DougN wrote:Wow and here was me thinking that the bogies were ok from D&S.
Interesting that you have done, what effectively I had done with out knowing, of adding straps to the foot boards to the bogies... I had always wondered about how the designer had thought they were going to be attached .
I watch with interest as I have a couple of kits still in the strategic reserve for "one day"..what you are doing is encouraging me to improve them even more.

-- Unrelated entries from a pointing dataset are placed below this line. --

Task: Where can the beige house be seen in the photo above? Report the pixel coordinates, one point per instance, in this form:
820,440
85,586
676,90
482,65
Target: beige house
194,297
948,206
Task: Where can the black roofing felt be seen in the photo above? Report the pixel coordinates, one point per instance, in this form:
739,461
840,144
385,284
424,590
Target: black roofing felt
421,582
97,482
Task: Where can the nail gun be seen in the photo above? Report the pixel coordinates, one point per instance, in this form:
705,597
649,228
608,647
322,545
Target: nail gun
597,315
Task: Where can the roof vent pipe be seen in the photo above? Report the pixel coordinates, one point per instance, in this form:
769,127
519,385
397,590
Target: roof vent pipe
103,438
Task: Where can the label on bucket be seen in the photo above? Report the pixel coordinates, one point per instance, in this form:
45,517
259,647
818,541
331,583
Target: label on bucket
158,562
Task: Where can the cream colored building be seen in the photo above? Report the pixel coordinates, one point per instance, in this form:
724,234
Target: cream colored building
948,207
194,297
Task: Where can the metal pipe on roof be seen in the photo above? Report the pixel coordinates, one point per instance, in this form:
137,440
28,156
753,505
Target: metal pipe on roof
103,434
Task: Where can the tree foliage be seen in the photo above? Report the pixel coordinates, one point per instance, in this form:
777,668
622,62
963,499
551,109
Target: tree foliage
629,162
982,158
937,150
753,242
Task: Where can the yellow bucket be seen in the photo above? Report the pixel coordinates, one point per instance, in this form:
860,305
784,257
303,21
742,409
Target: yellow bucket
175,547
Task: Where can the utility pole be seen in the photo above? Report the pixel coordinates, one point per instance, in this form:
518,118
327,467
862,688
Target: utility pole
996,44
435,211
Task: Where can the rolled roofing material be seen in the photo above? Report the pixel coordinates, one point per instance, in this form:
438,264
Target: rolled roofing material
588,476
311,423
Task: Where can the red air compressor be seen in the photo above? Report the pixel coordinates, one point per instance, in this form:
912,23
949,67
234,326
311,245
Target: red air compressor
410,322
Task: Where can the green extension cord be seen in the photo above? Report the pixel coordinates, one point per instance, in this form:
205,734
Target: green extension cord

The D&S bogies would probably pass muster, Doug - I just can't stand compensation. (Incidentally, in at least one of my D&S instructions there was a sketch showing you how to bend up the bogie step supports - strips are provided for them.) Thing is, though, I'm building these for the NERA journal, The Express, so I want them to be accurate historical documents of sorts, and above all to correct misleading information in the D&S instructions and the early NERA articles/publications. The record needs to be set straight: still in the past year or so, despite my best efforts to share information, I've seen a model of a clerestory built for the LNER period with battery boxes on the underframe and - wait for it - pre-1908 gas (sic) tops on the roof... Even the battery boxes are probably pushing it: early NERA articles tell us around 10% [EDIT: 20-30% in 1921-2 (Express 146); no source given] of Bain-period clerestories had electric lighting; I've found one confirmed shot in the hundreds I've looked at (note no "pips" on the clerestory roof and no gas line climbing up on to the clerestory): https://www.flickr.com/photos/irishswis ... 890893261/
But what chance do modellers have? Last night I checked a drawing by a G.R Ives which I think appeared in Model Railway News in the 70s, which actually shows the footboards in the lowered position - bravo - but with pre-1908 gas tops on the roof, an implausible combination. Yes, OK, the people in the NERA advising D&S weren't interested in the LNER period, but as I've said, their drawings are only good for the first 13 years of these carriages' lives in NER ownership (1895-1908); that leaves 15 years in NER ownership (1908-1923) with the modifications I've described, not with the fittings they've drawn and described - that is, the drawings are wrong for more of the NER period than they're right. (Their saving grace, of course, is that the changes didn't happen overnight on 01/01/1908.)
I want people to have the information I didn't have when I set out - clueless and getting no help from the instructions - to build these: what goes on the roof? what goes on the underframe? what goes on the ends? - because photos suggest what goes there isn't what the instructions say goes there.